Przewoźnicy zablokują kolejne przejście graniczne, tym razem w Koroszczynie. Protest rozpocznie się we wtorek w południe.
– Nie możemy dłużej tego tolerować. W 2022 roku w Polsce zarejestrowało się ponad 2 tys. firm transportowych z białoruskim i rosyjskim kapitałem, które odbierają nam chleb. Zaniżają stawki, tworzą nieuczciwą konkurencję. Praktycznie jeżdżą po całej Europie – tłumaczy Kamil Ambroziak spod Łukowa. To on współorganizuje wtorkowy protest przed terminalem w Koroszczynie na granicy polsko–białoruskiej. – Zjadą się przewoźnicy z całego regionu. Będziemy blokować przejście. Tylko co godzinę zamierzamy przepuszczać ciężarówki – zapowiada.

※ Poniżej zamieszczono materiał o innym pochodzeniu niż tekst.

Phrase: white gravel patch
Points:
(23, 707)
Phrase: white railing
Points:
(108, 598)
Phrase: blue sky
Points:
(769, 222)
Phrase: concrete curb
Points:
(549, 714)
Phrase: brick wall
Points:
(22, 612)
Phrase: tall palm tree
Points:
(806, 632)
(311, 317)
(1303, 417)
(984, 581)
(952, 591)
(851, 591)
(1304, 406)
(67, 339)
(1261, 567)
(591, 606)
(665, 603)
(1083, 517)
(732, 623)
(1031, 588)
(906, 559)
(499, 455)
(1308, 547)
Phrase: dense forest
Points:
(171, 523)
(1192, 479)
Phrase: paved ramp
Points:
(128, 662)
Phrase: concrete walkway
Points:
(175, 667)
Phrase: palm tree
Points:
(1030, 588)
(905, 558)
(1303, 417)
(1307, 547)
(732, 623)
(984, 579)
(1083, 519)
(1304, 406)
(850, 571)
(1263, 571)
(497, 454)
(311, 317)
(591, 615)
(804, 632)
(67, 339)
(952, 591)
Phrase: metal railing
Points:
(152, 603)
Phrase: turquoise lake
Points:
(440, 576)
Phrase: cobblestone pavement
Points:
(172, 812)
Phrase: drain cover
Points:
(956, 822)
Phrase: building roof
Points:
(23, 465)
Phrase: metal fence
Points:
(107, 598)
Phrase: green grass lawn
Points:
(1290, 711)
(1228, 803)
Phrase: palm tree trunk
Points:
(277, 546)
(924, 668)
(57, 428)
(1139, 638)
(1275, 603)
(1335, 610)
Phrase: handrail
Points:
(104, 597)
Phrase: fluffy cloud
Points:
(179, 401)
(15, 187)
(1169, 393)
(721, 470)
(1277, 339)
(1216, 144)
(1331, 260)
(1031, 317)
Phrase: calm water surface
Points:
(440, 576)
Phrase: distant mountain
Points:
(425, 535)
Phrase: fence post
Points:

Zdaniem Ambroziaka, w branży źle się dzieje już od wielu miesięcy.
– Rosjanie i Białorusini obchodzą prawo sankcyjne, zabierają nam ładunki. Nie mamy gdzie realizować transportów. A choćby powiat łukowski to przewozowe zagłębie. Tutaj są firmy rodzinne z 30–letnim stażem– podkreśla współorganizator protestu.
Ile potrwa blokada?
– Będziemy tam, aż do skutku. To znaczy do momentu, aż wdrożone zostaną odpowiednie regulacje prawne, które przywrócą stabilność rynku – podkreśla Ambroziak.
Od czwartku przewoźnicy blokują już dojazd do przejścia granicznego w Doruhusku. Domagają się m.in. przywrócenia zezwoleń dla ukraińskich kierowców.